Treatment of Infectious Colitis
The treatment of infectious colitis depends primarily on the causative pathogen, with Clostridium difficile infection requiring oral vancomycin 125 mg four times daily or fidaxomicin 200 mg twice daily for 10 days as first-line therapy. 1
Diagnostic Approach
Before initiating treatment, it's crucial to identify the causative pathogen:
Stool studies:
- Multiplex PCR testing (preferred over traditional culture methods)
- Test for C. difficile toxin if recent antibiotic exposure
- Consider fecal lactoferrin/calprotectin to assess inflammation
- Blood work: CBC, CMP, and TSH
Imaging: CT scan of abdomen/pelvis for patients with severe symptoms to rule out complications like perforation or abscess
Endoscopy: Consider for patients with positive stool inflammatory markers or persistent symptoms to evaluate mucosal damage and obtain biopsies
Treatment Algorithm Based on Pathogen
1. Clostridium difficile Infection
First-line treatment:
- Oral vancomycin 125 mg four times daily for 10 days OR
- Fidaxomicin 200 mg twice daily for 10 days 1
For severe C. difficile (WBC ≥15,000 cells/mL or serum creatinine >1.5 mg/dL):
- Same regimen as above, but consider extending to 14 days if response is delayed 1
For fulminant C. difficile (hypotension, shock, ileus, megacolon):
- Vancomycin 500 mg orally/via NG tube four times daily
- Plus IV metronidazole 500 mg every 8 hours
- Add rectal vancomycin 500 mg in 100 mL saline every 6 hours if ileus present 1
Critical interventions:
- Discontinue the inciting antibiotic as soon as possible
- Avoid antiperistaltic agents and opiates
- Implement strict infection control measures (hand hygiene with soap and water, contact precautions) 1
2. Other Bacterial Pathogens (Shigella, Salmonella, Campylobacter)

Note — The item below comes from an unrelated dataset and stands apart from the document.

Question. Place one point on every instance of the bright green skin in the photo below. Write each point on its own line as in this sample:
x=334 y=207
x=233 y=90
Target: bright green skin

- For febrile dysenteric diarrhea:
- Azithromycin 1000 mg single dose for adults 2
- Adjust based on culture results and susceptibility testing
3. Supportive Care for All Types
- Fluid and electrolyte replacement
- Nutritional support if malnourished
- Monitor for dehydration
- Thromboprophylaxis for severe cases 3
Management Based on Severity
Mild Disease (< 4 stools/day over baseline)
- Continue oral hydration
- Consider loperamide only if infection ruled out
- Monitor closely for symptom changes every 3 days 3
Moderate to Severe Disease
- Inpatient care may be necessary
- IV fluid and electrolyte replacement
- Blood transfusion to maintain hemoglobin >10 g/dL
- Daily physical examination to evaluate abdominal tenderness
- Monitor vital signs and stool frequency
- Regular laboratory monitoring (CBC, CRP, electrolytes, albumin) 3
Special Considerations
Elderly patients (>65 years): Monitor renal function during and after vancomycin treatment due to increased risk of nephrotoxicity 4
Inflammatory bowel disease: Acute colitis may be difficult to distinguish from infectious colitis; treatment with corticosteroids should not be delayed until stool microbiology results are available if IBD flare is suspected 3
Recurrent C. difficile infection: Consider vancomycin with tapered/pulsed regimen, fidaxomicin, or fecal microbiota transplantation for multiple recurrences 1
Common Pitfalls to Avoid
Delayed diagnosis: Promptly obtain stool studies in patients with suspected infectious colitis
Inappropriate use of antimotility agents: Avoid in infectious colitis until pathogen identified
Failure to discontinue the inciting antibiotic: This is crucial for C. difficile treatment success
Inadequate infection control: C. difficile requires soap and water for hand hygiene, not alcohol-based sanitizers
Overlooking severe disease markers: Monitor for signs of severe disease requiring more aggressive management (WBC ≥15,000 cells/mL, serum creatinine >1.5 mg/dL, hypotension, fever)
By following this structured approach to the diagnosis and treatment of infectious colitis, clinicians can effectively manage this common condition and prevent complications.